Non è l'Inter in ritardo, ma l'Italia
Il portiere, l'attaccante (o gli attaccanti), il sesto centrocampista, le seconde linee... l'Inter ha un problema: a poco più di venti giorni dal fischio d'inizio della stagione 2023/24, alla squadra di Simone Inzaghi manca la squadra. A mancare sono non solo sostituzioni ed eventuali 'plus', bensì gli elementi cardine di quella che dovrebbe e dovrà essere la seconda forza del campionato, quantomeno dalle griglie di partenza. Un ritardo che, a due settimane dal caos Lukaku, non sembra essersi ridotto, anzi... La mancanza dei grandi pedoni da posizionare alle estremità del campo semina svariate preoccupazioni nel mondo nerazzurro, non lasciando grandi possibilità di godere a pieno di questi primi sprazzi di Inter stagionale vista fino a questo momento. Due allenamenti congiunti contro Lugano e Pergolettese e un'amichevole contro l'Al-Nassr, troppo poco per assaporare davvero qualche boccone della nascente rosa di Inzaghi, che al netto degli avversari e della prematurità nel voler trarre qualche primo giudizio, resta ancora intrappolata nel caos dell'ampio cantiere aperto del quale è vittima e dal quale dipende.
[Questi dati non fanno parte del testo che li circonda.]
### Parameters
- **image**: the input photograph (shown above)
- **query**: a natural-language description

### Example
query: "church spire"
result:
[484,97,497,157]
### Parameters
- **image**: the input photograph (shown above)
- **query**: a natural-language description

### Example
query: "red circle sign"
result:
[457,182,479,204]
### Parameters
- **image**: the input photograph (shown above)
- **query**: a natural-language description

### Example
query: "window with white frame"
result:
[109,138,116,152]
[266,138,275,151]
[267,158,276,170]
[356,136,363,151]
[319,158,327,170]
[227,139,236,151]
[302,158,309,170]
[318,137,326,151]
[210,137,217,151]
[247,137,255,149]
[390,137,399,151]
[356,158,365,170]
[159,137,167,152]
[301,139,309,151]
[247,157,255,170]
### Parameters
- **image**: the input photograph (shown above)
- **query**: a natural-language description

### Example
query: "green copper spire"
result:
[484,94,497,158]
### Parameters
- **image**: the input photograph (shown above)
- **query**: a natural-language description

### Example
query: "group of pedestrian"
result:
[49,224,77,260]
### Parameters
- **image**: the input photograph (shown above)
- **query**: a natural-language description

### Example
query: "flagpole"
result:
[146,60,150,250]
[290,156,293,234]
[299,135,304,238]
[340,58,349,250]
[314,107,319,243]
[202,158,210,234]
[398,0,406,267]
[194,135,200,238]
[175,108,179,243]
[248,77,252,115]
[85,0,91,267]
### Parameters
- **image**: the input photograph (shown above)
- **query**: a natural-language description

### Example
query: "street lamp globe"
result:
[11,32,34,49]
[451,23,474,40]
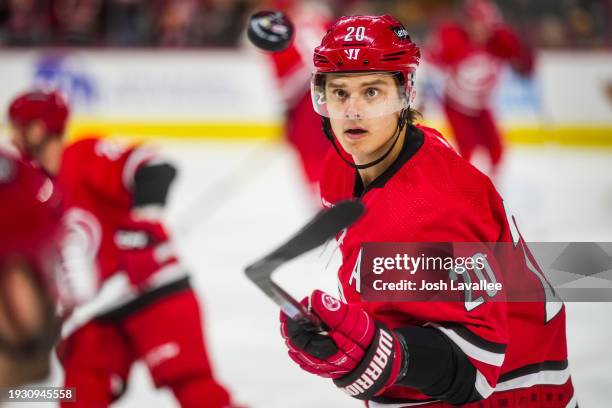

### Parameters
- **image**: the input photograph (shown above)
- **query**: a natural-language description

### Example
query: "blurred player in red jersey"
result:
[426,0,533,174]
[260,0,331,194]
[0,152,62,388]
[281,16,576,408]
[9,91,241,408]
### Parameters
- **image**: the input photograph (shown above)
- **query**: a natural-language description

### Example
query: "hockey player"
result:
[0,152,62,389]
[426,0,533,174]
[9,91,239,408]
[281,16,576,408]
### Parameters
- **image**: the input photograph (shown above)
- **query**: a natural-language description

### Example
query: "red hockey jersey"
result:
[426,24,533,113]
[321,126,575,408]
[57,138,182,313]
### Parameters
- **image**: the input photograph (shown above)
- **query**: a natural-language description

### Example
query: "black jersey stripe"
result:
[498,360,568,383]
[439,323,506,354]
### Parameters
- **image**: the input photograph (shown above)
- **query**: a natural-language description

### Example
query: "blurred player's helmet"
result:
[465,0,502,27]
[8,90,70,135]
[311,15,421,168]
[0,152,62,355]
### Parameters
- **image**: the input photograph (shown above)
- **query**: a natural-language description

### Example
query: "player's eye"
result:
[365,88,380,98]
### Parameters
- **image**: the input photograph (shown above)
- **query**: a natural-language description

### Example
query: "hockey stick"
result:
[245,201,365,331]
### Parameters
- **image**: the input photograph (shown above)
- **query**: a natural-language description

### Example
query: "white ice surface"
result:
[9,142,612,408]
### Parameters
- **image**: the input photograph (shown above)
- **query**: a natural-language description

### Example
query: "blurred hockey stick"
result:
[245,201,365,331]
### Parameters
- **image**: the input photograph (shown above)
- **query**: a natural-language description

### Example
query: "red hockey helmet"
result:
[0,152,62,299]
[311,15,421,117]
[9,90,70,135]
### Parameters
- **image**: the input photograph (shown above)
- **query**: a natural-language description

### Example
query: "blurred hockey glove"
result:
[280,290,407,400]
[115,219,177,288]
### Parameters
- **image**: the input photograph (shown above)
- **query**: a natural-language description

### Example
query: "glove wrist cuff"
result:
[334,324,403,400]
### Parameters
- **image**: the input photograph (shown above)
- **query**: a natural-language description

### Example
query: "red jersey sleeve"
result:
[487,26,534,75]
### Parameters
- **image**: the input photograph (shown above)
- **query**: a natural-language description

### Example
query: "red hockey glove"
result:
[115,220,177,288]
[280,290,407,399]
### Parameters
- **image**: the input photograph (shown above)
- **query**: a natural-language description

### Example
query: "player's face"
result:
[11,121,64,175]
[325,73,403,164]
[0,260,51,387]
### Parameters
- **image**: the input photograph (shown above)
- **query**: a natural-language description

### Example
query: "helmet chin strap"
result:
[322,109,408,170]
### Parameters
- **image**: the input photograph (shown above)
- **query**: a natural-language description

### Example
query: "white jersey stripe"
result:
[474,370,496,398]
[427,323,506,367]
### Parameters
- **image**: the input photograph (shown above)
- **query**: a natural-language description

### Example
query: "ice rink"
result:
[11,141,612,408]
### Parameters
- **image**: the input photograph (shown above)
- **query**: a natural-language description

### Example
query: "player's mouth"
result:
[344,127,368,140]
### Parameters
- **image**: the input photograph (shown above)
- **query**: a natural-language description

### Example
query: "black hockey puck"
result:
[247,11,293,51]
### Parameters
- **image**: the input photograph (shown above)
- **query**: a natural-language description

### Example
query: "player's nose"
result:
[344,95,365,120]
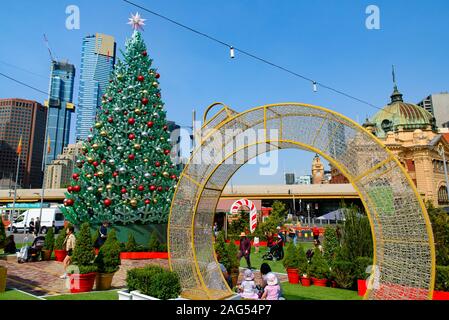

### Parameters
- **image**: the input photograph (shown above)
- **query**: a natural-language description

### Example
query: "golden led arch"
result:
[168,103,435,299]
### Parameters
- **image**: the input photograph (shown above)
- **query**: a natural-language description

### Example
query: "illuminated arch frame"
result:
[168,103,435,299]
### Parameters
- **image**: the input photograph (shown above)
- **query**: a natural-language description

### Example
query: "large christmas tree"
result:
[62,15,178,225]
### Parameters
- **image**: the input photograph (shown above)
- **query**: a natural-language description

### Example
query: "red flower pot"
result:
[55,250,67,262]
[301,277,310,287]
[357,279,366,297]
[287,268,299,284]
[432,291,449,300]
[312,278,327,287]
[70,272,97,293]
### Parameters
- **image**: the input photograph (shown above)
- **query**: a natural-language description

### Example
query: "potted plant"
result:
[55,228,67,262]
[309,248,329,287]
[282,242,299,284]
[95,230,121,290]
[353,257,373,296]
[119,265,181,300]
[296,243,310,287]
[227,241,240,287]
[42,228,55,261]
[70,222,97,293]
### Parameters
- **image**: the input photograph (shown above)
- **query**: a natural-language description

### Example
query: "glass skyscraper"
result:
[45,61,75,164]
[76,33,116,140]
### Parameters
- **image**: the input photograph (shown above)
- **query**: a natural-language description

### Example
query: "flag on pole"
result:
[16,135,22,155]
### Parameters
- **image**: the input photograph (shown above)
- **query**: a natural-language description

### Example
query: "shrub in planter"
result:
[126,266,181,299]
[282,242,299,284]
[309,248,329,286]
[70,222,97,293]
[55,228,67,262]
[95,230,121,290]
[42,228,55,261]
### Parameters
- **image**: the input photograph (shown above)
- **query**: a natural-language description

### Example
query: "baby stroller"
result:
[262,244,284,261]
[17,236,45,263]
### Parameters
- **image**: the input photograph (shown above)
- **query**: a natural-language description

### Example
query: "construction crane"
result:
[44,33,56,62]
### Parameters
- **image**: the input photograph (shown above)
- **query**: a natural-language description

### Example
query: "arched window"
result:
[438,186,449,205]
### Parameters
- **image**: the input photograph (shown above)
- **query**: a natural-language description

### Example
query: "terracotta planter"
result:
[55,250,67,262]
[120,252,168,260]
[287,268,299,284]
[357,279,366,297]
[70,272,97,293]
[0,266,8,292]
[95,272,115,291]
[42,250,53,261]
[430,289,449,300]
[231,269,240,288]
[312,278,327,287]
[301,277,310,287]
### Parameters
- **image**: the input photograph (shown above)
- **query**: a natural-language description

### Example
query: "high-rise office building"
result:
[417,92,449,128]
[76,33,116,140]
[0,98,47,189]
[45,61,75,164]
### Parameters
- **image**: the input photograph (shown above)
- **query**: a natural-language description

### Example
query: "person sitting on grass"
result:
[239,269,259,300]
[262,272,281,300]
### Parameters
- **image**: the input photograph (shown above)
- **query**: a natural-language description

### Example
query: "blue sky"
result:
[0,0,449,184]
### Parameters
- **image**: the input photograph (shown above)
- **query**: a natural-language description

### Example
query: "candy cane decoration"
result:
[231,199,257,233]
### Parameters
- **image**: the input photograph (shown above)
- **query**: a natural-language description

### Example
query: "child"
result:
[239,269,259,300]
[262,272,281,300]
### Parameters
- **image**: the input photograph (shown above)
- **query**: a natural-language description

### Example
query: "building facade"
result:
[418,92,449,128]
[76,33,116,140]
[44,142,82,189]
[0,98,47,189]
[45,61,75,164]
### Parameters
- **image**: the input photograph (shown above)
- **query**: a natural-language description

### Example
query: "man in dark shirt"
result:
[238,232,252,269]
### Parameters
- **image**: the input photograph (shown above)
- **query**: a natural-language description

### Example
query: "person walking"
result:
[60,226,76,279]
[238,232,252,269]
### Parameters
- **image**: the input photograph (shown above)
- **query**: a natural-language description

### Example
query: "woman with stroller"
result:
[60,226,76,279]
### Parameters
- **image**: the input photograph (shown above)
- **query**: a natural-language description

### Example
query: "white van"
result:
[12,208,64,233]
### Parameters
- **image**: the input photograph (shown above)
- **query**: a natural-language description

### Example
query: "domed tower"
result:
[312,155,324,184]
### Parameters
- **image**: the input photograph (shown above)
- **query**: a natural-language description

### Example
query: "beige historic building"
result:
[363,84,449,206]
[45,142,82,189]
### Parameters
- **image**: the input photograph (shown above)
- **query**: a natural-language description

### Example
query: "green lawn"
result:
[240,242,313,273]
[0,290,39,300]
[282,282,363,300]
[45,290,118,300]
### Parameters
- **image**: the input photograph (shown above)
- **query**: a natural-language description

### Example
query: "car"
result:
[12,208,65,234]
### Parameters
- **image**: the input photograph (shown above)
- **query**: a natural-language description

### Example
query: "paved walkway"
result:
[0,259,168,296]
Una situazione che però spaventa tutti fuorché gli addetti ai lavori che di questo momento di stallo stanno facendo tesoro. Ordine di idee e messe a punto di strategie che, una volta affinate, dovranno rendere all'allenatore piacentino l'organico con il quale lanciarsi in questa terza sfida (interista), per portare a casa la tanto agognata seconda stella almeno. Al di fuori del The Corner la preoccupazione è palpabile e talvolta esageratamente dibattuta e come spesso accade anche e soprattutto a livello mediatico. Una trepidazione differente rispetto alle attività elettrica cardiache registrate tra i corridoi di Viale della Liberazione 18, dove con estrema calma i dirigenti stanno continuando a tessere la tela dell'Inter che sarà, tenendo chiaramente conto di tutte quelle varie ed eventuali ampiamente non comprese dall'esterno e semmai perlopiù fortemente criticate.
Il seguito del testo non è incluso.